In this study, CAVs were assumed to be able to adjust their speeds based on the Signal Phasing and Timing (SPaT) information provided by infrastructure. Different traffic volumes, including 25, 50, 75, and 100 percent of peak demand, and CAV market penetration scenarios ranging from 0 to 100 percent, were modeled. Each scenario was run ten times in the simulation, with each run representing one hour of traffic. The operational performance was evaluated by two measures, fuel consumption and traffic delays. Three control strategies were examined, base control, platoon control, and platoon with trajectory planning control. In the base control scenarios, the superstreet network is filled with human-driven traffic only. In the platoon control scenarios, the superstreet network includes CAVs which are enabled with platoon capability only, or both platooning and trajectory planning capabilities.

Findings

  • Results from microsimulation analysis indicate that CAVs with platooning control can reduce fuel consumption, ranging from four percent to 25 percent across demand levels, with peak savings when the demand level was at 75 percent. However, platooning control did not have a significant benefit in terms of traffic delay.
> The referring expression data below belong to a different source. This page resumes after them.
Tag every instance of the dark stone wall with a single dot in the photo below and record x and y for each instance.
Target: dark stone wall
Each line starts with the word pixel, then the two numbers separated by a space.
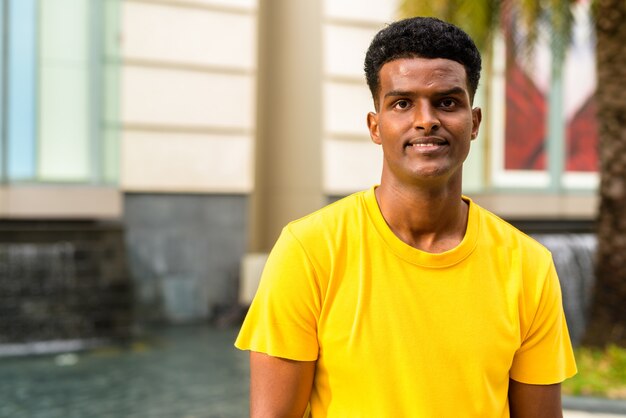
pixel 184 253
pixel 63 281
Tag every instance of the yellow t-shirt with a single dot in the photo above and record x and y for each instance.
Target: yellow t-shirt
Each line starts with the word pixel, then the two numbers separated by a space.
pixel 399 332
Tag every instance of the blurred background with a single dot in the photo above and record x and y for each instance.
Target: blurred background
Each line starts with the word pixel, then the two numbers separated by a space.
pixel 151 151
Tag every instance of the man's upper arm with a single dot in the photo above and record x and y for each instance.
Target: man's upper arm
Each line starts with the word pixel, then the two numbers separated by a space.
pixel 279 387
pixel 534 401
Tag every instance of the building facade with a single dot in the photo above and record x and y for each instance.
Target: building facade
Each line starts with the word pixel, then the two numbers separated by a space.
pixel 201 127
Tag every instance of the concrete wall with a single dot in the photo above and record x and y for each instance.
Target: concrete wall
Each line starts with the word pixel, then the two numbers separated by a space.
pixel 184 253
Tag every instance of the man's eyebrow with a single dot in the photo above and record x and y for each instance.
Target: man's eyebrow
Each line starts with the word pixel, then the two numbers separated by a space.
pixel 395 93
pixel 450 92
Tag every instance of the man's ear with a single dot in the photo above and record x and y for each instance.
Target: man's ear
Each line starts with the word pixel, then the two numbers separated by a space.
pixel 372 125
pixel 477 116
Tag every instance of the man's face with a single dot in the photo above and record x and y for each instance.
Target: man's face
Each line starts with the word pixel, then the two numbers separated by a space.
pixel 424 119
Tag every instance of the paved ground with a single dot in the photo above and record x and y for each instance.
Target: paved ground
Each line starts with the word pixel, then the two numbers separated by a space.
pixel 180 372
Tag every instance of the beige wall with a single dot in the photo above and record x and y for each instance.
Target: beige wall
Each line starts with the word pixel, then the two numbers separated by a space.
pixel 188 95
pixel 351 161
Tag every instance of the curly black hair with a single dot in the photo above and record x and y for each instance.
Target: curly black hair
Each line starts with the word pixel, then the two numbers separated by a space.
pixel 425 37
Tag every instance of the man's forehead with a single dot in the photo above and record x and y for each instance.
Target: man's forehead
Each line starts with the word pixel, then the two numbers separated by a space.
pixel 427 69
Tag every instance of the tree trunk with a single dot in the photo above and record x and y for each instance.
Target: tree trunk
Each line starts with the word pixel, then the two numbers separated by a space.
pixel 607 321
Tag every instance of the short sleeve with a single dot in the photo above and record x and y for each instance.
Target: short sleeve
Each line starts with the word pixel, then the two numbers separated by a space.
pixel 282 319
pixel 545 355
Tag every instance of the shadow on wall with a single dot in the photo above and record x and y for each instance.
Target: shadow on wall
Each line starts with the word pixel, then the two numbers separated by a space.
pixel 573 256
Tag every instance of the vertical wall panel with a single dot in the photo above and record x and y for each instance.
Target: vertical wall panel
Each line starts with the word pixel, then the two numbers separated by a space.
pixel 64 81
pixel 21 119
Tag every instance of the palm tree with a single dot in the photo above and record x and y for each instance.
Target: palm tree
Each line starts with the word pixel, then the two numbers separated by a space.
pixel 608 313
pixel 481 19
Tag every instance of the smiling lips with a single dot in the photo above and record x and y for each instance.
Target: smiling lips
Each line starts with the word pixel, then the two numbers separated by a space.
pixel 426 143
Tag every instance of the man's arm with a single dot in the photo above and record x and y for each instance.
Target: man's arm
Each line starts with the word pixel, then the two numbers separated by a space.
pixel 279 388
pixel 534 401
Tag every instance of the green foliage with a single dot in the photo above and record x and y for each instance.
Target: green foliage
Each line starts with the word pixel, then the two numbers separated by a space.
pixel 601 373
pixel 481 18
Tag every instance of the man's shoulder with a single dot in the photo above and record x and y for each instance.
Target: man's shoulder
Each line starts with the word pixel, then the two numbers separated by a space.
pixel 331 215
pixel 504 233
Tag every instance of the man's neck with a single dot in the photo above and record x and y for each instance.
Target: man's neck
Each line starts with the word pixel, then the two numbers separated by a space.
pixel 429 219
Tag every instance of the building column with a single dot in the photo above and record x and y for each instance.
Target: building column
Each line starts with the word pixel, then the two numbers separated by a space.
pixel 288 149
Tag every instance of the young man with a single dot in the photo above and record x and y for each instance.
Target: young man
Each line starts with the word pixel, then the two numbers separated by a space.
pixel 409 300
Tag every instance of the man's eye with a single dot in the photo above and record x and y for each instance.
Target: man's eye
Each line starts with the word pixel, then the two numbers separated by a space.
pixel 402 104
pixel 447 103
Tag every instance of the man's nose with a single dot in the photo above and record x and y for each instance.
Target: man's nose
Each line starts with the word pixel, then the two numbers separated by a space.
pixel 425 118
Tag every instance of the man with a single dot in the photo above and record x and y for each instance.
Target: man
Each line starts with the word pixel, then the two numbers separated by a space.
pixel 409 300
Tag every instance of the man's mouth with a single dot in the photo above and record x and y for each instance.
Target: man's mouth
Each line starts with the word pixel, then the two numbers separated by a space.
pixel 424 143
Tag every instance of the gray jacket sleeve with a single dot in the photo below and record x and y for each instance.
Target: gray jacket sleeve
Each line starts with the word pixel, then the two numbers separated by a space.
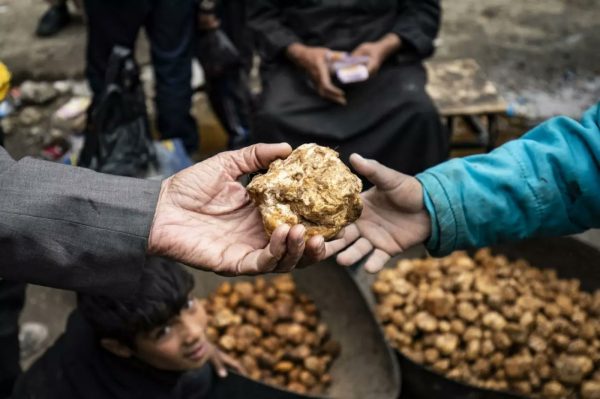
pixel 72 228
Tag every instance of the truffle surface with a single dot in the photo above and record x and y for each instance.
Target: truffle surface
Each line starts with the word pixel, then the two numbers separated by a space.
pixel 312 187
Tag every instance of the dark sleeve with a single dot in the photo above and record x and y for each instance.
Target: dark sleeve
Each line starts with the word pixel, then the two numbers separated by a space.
pixel 418 24
pixel 272 36
pixel 542 185
pixel 72 228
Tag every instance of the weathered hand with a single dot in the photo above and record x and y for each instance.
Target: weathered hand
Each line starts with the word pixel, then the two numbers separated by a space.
pixel 205 219
pixel 394 217
pixel 314 61
pixel 222 361
pixel 378 51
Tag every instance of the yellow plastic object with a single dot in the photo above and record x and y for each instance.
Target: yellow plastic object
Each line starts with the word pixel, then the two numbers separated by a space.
pixel 4 81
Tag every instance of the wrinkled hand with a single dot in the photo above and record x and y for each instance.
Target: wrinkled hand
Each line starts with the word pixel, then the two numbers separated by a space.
pixel 205 219
pixel 314 61
pixel 394 217
pixel 378 51
pixel 222 361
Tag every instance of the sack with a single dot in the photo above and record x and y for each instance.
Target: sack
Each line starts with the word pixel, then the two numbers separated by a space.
pixel 216 53
pixel 118 139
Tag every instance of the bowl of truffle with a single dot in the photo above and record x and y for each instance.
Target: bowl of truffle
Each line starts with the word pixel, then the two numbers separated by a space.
pixel 512 321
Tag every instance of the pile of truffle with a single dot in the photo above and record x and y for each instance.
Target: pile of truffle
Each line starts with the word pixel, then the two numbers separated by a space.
pixel 494 324
pixel 275 333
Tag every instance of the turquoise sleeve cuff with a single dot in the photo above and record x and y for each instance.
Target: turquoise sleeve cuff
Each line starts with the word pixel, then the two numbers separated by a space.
pixel 433 240
pixel 444 224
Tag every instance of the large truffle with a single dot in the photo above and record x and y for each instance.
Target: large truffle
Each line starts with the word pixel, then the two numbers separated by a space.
pixel 311 187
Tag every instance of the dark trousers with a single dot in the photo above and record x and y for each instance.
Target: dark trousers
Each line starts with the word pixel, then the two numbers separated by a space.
pixel 12 300
pixel 170 27
pixel 229 95
pixel 389 118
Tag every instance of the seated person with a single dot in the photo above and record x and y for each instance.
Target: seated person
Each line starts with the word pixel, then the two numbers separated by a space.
pixel 389 117
pixel 150 345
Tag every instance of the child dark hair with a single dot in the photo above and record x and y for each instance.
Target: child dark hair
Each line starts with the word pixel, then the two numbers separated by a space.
pixel 163 291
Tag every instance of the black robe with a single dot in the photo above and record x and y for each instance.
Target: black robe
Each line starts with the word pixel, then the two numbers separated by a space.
pixel 390 117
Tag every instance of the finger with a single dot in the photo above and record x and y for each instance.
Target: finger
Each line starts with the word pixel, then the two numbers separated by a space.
pixel 254 158
pixel 327 88
pixel 295 249
pixel 360 50
pixel 355 252
pixel 350 234
pixel 381 176
pixel 217 363
pixel 372 66
pixel 314 252
pixel 317 249
pixel 265 260
pixel 377 261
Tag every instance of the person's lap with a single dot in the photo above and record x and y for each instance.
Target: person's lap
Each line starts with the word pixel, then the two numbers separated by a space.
pixel 390 117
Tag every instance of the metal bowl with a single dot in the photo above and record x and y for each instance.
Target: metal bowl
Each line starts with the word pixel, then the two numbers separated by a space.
pixel 568 256
pixel 366 367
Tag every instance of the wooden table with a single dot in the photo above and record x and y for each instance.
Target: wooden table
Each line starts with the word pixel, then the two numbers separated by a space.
pixel 460 89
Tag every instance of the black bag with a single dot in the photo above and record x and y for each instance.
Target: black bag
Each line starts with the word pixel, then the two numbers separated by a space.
pixel 216 53
pixel 118 139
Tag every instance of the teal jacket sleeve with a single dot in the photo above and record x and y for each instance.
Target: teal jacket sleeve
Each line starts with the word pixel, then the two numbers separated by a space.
pixel 545 184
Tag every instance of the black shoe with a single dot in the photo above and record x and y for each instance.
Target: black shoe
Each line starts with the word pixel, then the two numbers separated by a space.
pixel 53 20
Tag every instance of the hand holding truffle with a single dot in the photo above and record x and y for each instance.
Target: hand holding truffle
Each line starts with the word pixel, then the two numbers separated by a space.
pixel 394 217
pixel 205 219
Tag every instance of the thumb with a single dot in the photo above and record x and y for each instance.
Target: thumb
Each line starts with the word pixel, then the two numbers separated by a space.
pixel 360 50
pixel 381 176
pixel 254 158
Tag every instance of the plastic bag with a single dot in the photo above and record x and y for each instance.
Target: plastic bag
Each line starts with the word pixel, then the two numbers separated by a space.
pixel 118 139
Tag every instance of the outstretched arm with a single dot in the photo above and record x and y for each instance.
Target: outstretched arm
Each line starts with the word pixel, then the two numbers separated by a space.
pixel 544 184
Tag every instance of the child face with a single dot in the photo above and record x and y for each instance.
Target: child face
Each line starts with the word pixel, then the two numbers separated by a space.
pixel 179 345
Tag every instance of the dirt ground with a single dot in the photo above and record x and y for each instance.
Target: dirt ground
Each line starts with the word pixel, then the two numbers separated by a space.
pixel 542 53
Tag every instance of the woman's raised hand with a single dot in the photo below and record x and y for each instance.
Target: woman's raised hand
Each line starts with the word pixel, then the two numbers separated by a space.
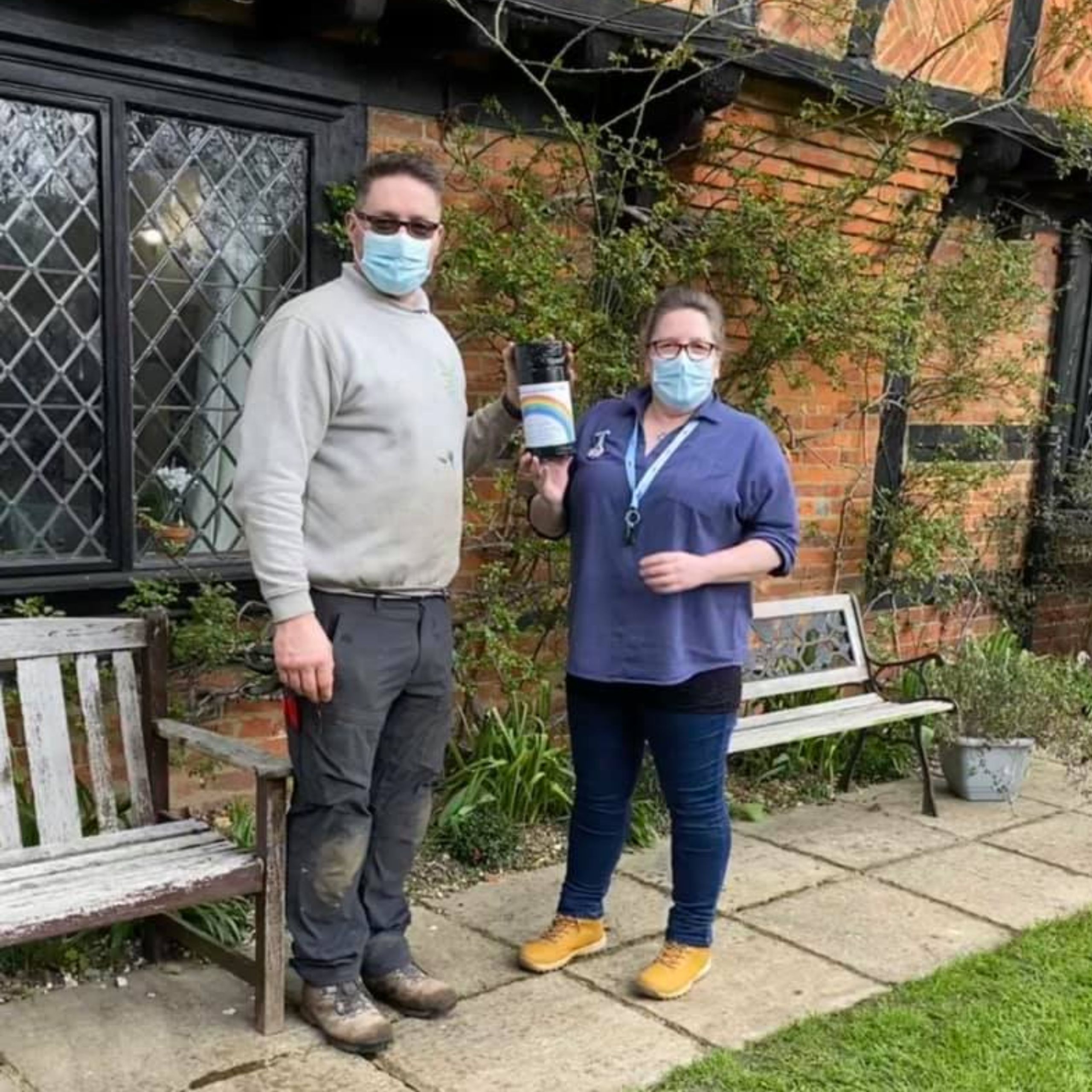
pixel 551 478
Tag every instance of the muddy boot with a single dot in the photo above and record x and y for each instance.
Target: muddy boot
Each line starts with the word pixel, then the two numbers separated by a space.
pixel 348 1017
pixel 414 993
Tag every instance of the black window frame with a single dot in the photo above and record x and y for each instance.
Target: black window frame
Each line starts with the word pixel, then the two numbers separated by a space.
pixel 331 118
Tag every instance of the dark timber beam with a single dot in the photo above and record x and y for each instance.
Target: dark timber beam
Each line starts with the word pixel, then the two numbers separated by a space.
pixel 726 38
pixel 866 26
pixel 1020 49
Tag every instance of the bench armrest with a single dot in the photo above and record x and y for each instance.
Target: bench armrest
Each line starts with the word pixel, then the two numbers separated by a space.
pixel 243 756
pixel 919 662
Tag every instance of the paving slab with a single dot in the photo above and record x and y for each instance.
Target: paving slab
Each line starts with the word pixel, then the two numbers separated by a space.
pixel 850 836
pixel 1052 783
pixel 539 1036
pixel 519 906
pixel 1063 840
pixel 10 1080
pixel 758 872
pixel 757 985
pixel 90 1039
pixel 1003 887
pixel 962 818
pixel 465 959
pixel 887 934
pixel 321 1069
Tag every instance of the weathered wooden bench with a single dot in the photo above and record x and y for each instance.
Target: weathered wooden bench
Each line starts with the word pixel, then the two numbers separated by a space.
pixel 804 646
pixel 143 864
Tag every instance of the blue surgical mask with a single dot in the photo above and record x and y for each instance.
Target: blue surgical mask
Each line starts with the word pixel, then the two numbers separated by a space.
pixel 682 383
pixel 396 264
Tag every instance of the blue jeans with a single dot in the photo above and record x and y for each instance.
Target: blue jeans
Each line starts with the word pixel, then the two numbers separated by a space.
pixel 691 751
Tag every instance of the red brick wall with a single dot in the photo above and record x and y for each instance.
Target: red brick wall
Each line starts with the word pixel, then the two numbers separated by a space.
pixel 820 28
pixel 834 444
pixel 949 43
pixel 1063 76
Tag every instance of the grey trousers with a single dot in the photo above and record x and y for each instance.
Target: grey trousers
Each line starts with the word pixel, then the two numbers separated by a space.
pixel 365 766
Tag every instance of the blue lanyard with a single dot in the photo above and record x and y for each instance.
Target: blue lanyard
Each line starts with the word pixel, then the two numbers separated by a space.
pixel 638 490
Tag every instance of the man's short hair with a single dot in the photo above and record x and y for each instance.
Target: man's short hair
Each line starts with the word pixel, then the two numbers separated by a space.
pixel 390 164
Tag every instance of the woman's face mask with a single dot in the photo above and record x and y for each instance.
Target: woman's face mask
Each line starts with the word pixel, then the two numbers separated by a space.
pixel 682 383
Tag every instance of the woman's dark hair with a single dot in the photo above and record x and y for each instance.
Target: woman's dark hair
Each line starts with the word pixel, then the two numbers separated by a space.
pixel 681 299
pixel 390 164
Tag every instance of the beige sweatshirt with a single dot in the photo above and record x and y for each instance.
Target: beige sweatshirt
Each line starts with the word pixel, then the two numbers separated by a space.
pixel 354 443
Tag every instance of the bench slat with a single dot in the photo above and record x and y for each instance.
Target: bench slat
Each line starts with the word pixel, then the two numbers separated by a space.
pixel 99 757
pixel 101 842
pixel 112 855
pixel 826 708
pixel 752 734
pixel 81 901
pixel 803 607
pixel 10 835
pixel 21 638
pixel 133 738
pixel 806 681
pixel 26 888
pixel 49 752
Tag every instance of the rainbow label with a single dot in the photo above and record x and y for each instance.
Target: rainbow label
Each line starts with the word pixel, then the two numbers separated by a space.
pixel 547 415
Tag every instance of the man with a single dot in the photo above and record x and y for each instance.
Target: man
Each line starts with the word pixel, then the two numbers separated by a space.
pixel 354 444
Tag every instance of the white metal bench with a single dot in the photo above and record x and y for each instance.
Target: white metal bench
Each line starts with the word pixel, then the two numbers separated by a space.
pixel 812 645
pixel 143 864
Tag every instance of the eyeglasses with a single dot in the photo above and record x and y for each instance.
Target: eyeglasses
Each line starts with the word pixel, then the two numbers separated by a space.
pixel 418 227
pixel 696 350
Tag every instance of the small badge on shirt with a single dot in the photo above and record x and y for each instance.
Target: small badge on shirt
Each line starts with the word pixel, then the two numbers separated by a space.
pixel 599 448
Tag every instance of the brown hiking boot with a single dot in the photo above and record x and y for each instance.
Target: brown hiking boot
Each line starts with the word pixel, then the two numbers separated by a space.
pixel 348 1017
pixel 414 993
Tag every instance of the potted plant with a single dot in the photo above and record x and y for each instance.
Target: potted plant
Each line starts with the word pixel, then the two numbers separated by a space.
pixel 165 519
pixel 1008 701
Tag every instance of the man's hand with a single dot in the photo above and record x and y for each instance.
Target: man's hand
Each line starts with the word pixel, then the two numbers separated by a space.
pixel 673 572
pixel 305 658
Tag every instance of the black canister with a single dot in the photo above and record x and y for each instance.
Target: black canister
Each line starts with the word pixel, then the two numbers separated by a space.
pixel 549 430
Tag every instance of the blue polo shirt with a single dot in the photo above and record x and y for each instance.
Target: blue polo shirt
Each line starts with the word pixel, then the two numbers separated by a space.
pixel 726 484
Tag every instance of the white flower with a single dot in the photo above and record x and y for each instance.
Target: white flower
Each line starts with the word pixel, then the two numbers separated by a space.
pixel 175 479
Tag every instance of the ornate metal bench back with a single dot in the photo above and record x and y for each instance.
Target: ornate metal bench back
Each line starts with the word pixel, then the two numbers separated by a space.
pixel 805 645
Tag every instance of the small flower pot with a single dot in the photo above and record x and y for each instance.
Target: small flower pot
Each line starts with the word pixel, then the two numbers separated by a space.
pixel 174 537
pixel 986 769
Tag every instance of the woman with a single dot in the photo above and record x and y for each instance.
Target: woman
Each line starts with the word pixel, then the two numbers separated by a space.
pixel 675 504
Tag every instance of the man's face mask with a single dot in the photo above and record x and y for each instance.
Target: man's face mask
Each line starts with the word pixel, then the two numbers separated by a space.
pixel 396 264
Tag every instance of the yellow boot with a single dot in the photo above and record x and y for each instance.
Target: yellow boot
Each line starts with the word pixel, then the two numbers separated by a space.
pixel 565 941
pixel 675 970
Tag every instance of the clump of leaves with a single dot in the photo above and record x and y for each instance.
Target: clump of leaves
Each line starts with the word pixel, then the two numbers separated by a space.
pixel 211 636
pixel 484 838
pixel 149 595
pixel 1004 693
pixel 509 765
pixel 35 607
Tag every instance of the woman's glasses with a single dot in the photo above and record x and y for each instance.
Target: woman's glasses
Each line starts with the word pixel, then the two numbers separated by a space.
pixel 418 227
pixel 696 350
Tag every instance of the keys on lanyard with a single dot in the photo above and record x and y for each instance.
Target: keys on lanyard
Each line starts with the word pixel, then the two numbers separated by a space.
pixel 638 490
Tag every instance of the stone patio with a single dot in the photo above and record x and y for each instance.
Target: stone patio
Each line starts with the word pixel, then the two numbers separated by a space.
pixel 826 906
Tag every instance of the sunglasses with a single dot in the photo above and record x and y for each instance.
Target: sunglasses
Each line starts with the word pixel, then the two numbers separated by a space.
pixel 418 227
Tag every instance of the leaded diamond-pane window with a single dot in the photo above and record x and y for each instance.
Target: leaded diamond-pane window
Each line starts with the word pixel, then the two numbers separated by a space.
pixel 52 412
pixel 218 223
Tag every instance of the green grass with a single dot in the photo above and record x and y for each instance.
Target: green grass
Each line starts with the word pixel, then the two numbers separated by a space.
pixel 1015 1020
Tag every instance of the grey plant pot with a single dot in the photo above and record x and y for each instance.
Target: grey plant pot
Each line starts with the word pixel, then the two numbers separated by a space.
pixel 986 769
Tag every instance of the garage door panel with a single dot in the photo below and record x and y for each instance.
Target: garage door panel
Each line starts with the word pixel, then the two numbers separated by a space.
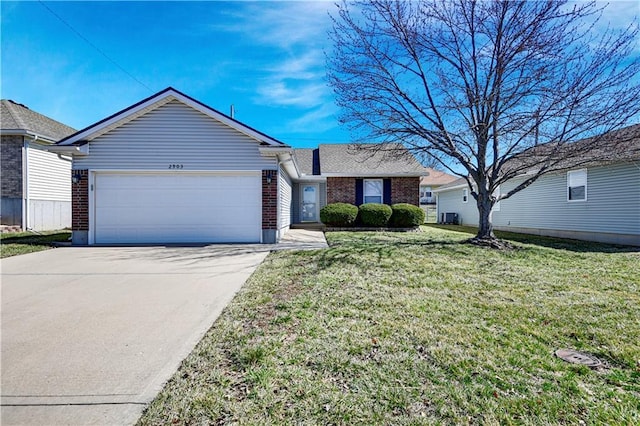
pixel 174 208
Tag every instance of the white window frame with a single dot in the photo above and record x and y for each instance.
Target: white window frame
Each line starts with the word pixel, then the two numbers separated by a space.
pixel 496 193
pixel 572 176
pixel 365 194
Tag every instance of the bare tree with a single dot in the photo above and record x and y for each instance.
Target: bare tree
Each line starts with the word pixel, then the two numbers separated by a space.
pixel 498 87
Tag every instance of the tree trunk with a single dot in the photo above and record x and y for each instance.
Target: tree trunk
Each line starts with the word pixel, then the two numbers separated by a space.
pixel 485 226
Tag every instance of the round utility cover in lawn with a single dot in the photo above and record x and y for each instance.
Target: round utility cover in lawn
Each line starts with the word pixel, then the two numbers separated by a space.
pixel 575 357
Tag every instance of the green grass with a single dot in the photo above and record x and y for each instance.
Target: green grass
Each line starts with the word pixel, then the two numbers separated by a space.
pixel 15 243
pixel 419 329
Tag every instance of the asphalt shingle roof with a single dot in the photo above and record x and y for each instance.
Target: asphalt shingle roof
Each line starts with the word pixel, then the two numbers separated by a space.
pixel 355 160
pixel 436 177
pixel 304 159
pixel 15 116
pixel 617 146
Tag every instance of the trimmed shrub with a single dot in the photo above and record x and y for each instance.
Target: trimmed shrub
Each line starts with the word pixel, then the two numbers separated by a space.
pixel 375 215
pixel 406 216
pixel 339 214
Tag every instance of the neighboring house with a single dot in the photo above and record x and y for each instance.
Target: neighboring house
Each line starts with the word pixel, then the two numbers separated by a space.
pixel 598 201
pixel 433 181
pixel 345 173
pixel 170 169
pixel 36 184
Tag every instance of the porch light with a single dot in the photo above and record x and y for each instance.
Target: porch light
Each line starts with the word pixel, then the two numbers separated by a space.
pixel 76 177
pixel 269 176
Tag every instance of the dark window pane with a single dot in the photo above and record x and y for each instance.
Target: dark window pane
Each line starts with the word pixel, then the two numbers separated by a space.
pixel 577 193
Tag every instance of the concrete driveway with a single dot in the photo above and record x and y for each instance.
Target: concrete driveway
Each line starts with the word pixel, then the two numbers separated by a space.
pixel 90 335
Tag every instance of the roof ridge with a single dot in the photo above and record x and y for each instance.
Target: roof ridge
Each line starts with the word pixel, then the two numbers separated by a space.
pixel 16 117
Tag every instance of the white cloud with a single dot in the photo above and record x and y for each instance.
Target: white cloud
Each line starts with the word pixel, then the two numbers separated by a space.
pixel 295 33
pixel 320 119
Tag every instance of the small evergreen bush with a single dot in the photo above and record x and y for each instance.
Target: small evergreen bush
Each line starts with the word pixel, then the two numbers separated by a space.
pixel 406 216
pixel 375 215
pixel 339 214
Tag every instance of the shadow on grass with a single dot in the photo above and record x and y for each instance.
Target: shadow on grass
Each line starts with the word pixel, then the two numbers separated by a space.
pixel 384 246
pixel 578 246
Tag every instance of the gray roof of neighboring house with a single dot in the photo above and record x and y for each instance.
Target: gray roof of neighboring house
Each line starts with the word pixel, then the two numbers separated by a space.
pixel 358 160
pixel 437 177
pixel 304 159
pixel 612 147
pixel 17 117
pixel 616 146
Delays were reduced at the 75 percent demand level but increased in the lower demand scenarios.
  • Comparing the scenario adding trajectory planning capabilities with the platooning only case, the highest reduction in fuel consumption (4 percent) and delays (10 percent) were observed at the 100 percent demand level, which represented congested conditions. 
  • At the 100 percent demand level, fuel consumption reductions were highest (10 percent) at 75 percent CAV market penetration, and delay reductions were greatest (10 percent) at a 100 percent CAV market penetration rate. However, at the 50 percent demand level, results were mixed, with increases in delay of up to 7 percent over the base scenario, and fuel consumption changes ranging from a reduction of 7 percent to an increase of 2 percent.